A sputum culture is typically ordered when a person is experiencing symptoms of a respiratory infection, such as a persistent cough, fever, chest congestion, or difficulty breathing. The test helps doctors diagnose and guide appropriate treatment for respiratory infections, such as pneumonia, bronchitis, or tuberculosis.

Who conducts sputum culture tests?

The sputum culture tests are typically conducted by laboratory technicians in clinical laboratories. They perform the necessary steps for sputum culture tests, such as staining, incubating, and analyzing the collected samples. Pathologists oversee the interpretation of sputum culture findings.

What is it used for?

A sputum culture is commonly used for:

  • Identifying and diagnosing bacteria or fungi that may be causing an infection in the lungs or airways.
  • Assessing the progression or worsening of a chronic lung illness.
  • Monitoring the effectiveness of treatment for an existing infection.


In many sputum culture tests, a complementary procedure called a sputum Gram stain is commonly performed. This technique involves the application of a dye to the sputum sample, which is subsequently examined under a microscope. The visual characteristics of the stained sample aid in classifying the specific bacteria that are present.

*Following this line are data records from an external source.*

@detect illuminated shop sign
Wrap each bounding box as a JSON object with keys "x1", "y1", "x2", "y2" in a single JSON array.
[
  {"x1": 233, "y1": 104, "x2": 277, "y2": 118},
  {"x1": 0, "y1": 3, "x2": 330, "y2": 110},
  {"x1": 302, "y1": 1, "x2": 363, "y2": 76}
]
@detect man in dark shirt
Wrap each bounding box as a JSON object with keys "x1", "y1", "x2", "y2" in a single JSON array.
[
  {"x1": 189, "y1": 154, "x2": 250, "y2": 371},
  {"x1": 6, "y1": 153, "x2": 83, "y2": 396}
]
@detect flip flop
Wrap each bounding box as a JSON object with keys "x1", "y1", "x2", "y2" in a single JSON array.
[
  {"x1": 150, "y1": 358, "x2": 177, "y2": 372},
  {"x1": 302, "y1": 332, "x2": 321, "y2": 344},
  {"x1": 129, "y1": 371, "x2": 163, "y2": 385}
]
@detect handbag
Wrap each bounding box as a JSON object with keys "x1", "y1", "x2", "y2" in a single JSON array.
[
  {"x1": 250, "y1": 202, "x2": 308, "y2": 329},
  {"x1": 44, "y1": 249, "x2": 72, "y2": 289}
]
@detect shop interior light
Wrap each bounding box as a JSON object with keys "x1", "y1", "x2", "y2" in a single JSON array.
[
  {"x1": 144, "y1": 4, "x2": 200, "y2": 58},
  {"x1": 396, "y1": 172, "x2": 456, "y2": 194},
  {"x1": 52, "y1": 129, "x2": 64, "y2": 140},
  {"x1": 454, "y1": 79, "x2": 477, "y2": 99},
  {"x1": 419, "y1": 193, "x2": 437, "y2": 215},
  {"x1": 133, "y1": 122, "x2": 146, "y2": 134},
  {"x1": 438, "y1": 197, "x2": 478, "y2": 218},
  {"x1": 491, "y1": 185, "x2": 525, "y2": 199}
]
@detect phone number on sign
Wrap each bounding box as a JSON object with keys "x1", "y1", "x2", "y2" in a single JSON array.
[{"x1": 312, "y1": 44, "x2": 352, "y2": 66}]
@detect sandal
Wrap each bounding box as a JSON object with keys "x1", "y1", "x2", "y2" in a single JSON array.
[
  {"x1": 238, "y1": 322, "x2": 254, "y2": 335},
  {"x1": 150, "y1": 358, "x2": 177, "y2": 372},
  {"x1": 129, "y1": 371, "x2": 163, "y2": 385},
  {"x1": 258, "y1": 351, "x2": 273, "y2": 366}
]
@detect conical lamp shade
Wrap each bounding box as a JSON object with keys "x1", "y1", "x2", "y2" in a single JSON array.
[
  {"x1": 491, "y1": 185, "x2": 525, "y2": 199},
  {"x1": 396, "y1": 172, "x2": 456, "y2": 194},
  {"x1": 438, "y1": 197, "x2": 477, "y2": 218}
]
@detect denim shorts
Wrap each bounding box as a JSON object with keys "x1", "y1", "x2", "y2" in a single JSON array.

Taking the sputum culture test

To do a sputum culture test, enough sputum (thick mucus) is needed. There are two main ways to get sputum samples:

  • Coughing and spitting into a cup: The most common way is to cough deeply and spit the phlegm (thick mucus) into a special cup. This is the easiest and least invasive method.
  • Bronchoscopy: Sometimes, a procedure called bronchoscopy is used. If coughing doesn’t give enough sputum or the initial test results are unclear, a bronchoscopy might be done. During bronchoscopy, a flexible tube with a camera on the end is gently put through the nose or mouth to look inside the lungs. This camera tube might have a brush or tool to collect a sputum sample from the lungs.

In the laboratory, the sputum sample is cultured on specialized media supporting bacteria or fungi growth. The culture allows the microorganisms to grow over a specific period, usually 48 to 72 hours. After sufficient growth, the organisms are identified and tested for susceptibility to specific antibiotics if necessary.

The results of a sputum culture can help determine the type of infection present and guide appropriate antibiotic treatment if needed. It is important to note that the results may take a few days to become available, as the growth and identification of microorganisms require time.

What can we learn from looking at the color of sputum?

The color of sputum can provide valuable information about an individual’s respiratory health. The colors can help identify the type of infection.

Clear: Usually indicates the absence of disease, but large amounts of clear sputum can indicate lung disease.

White or gray: This can be normal, but increased amounts may suggest lung disease.

Dark yellow or green: Often associated with bacterial infections such as pneumonia or common in individuals with cystic fibrosis.

Brown: Frequently seen in smokers and may also indicate black lung disease caused by prolonged exposure to coal dust.

Pink: This may indicate pulmonary edema, a condition characterized by fluid accumulation in the lungs, commonly seen in congestive heart failure patients.

Red: May indicate early signs of lung cancer or a pulmonary embolism, a serious condition where a blood clot travels to the lungs. If the patient coughs up red or bloody sputum, seek immediate medical attention.

It is important to note that sputum color alone cannot provide a definitive diagnosis, and further testing is required.